Discours, message du Président joseph michel martelly pour le 1ier janvier 2014


 

Extraits du discours du Président Martelly :

« […] Notre pays est très malade, il demande le concours de tous ses enfants pour se remettre sur pied […] à l’occasion du 1er janvier en communion avec l’esprit des ancêtres, je vous invite à rassembler vos forces, pour vous mettre ensemble, pour travailler, afin qu’Haïti devienne un pays fort.

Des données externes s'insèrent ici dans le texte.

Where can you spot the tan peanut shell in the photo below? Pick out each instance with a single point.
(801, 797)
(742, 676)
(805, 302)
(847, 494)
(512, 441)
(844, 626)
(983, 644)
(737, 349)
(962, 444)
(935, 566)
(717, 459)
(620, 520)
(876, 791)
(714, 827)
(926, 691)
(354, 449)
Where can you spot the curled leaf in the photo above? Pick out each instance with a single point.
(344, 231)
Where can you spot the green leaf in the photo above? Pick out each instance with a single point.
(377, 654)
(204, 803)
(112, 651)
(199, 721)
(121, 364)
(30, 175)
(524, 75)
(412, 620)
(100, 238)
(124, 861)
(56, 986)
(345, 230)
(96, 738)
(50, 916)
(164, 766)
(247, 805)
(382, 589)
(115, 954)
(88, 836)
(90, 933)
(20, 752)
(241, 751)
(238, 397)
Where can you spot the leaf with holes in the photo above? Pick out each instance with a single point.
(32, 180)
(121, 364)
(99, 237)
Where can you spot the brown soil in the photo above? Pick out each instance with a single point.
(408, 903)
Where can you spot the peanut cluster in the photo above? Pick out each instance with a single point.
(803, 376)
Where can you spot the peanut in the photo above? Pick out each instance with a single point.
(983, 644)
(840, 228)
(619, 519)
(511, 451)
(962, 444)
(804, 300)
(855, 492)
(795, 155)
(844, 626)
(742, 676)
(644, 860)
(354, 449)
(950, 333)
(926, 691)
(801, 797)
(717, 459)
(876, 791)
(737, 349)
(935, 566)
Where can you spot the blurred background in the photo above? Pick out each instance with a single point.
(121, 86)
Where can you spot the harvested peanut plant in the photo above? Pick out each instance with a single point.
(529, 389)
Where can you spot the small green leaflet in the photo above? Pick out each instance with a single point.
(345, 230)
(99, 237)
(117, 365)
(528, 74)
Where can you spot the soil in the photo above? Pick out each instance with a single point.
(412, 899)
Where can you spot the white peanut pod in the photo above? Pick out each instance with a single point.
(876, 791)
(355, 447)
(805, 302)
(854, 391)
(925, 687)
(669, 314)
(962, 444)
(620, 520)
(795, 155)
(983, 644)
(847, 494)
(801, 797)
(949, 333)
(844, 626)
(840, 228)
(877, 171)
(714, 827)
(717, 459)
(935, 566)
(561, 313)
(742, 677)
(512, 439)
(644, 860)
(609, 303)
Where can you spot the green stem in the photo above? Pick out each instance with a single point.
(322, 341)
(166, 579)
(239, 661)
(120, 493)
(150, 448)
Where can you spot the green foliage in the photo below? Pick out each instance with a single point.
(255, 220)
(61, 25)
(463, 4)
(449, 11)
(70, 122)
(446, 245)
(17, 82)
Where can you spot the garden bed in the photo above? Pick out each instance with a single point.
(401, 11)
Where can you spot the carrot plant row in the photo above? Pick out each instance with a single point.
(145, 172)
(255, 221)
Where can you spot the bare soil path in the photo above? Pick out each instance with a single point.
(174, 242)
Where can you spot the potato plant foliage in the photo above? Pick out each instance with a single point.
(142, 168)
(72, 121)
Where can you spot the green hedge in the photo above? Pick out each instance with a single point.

C’est lorsque l’on se met ensemble que les autres nous respecte, les autres vont respecter nos sœurs et frères, qui sont aller chercher un mieux vivre chez eux…

En 2014 beaucoup de choses vous attendent, nous avons beaucoup de choses à faire ensemble pour relever notre pays, nous ne pouvons pas le faire dans le désordre […] dans l’esprit des ancêtres, nous ne ferons qu’un, pour retirer les obstacles qui nous empêche d’avancer sur la route du progrès et du développement.

En 2014, nous allons prendre la route de la Paix, du dialogue, de la stabilité politique, de bonnes élections, de la démocratie, de la sécurité, la route qui va donner du travail dans le pays.

Un pays c’est comme une famille, nous n’avons pas tous les mêmes goûts, mais nous sommes tous des frère et sœur. C’est dans cet esprit que j’ai voulu rassembler à mes côtés aujourd’hui, à l’occasion de la célébrations des 210 ans d’indépendance d’Haïti, tous les anciens présidents qui vivent dans le pays, certains ont répondu présent [Jean-Claude Duvalier et Prosper Avril], d’autres n’ont pas pu être là avec nous aujourd’hui, mais les places sont là, elles les attendent […] nous voulons montrer, que même si nous avons des différences, nous pouvons nous réunir pour répondre à notre devoir lorsque c’est l’intérêt du pays qui est menacé, lorsque c’est l’intérêt du peuple d’Haïti qui est menacé. […]

[…] l’époque n’est pas la même, mais la bataille n’est pas différente […] comme nos ancêtres l’on fait, aujourd’hui nous devons nous battre contre les forces qui nous font reculer. Aujourd’hui ces forces s’appellent la faim, le chômage, l’insécurité, le manque de soin de santé et l’ignorance.

Aujourd’hui, tous les secteurs de la société doivent mettre la main, pour rassembler toutes nos forces, pour changer la vie dans le pays, donner du travail, envoyer les enfants à l’école, bâtir des hôpitaux, construire des routes, développer nos talents, exploiter nos richesses, refaire notre environnement, réaliser de bonnes élections, développer notre agriculture pour arriver à donner à manger à tous dans le pays […]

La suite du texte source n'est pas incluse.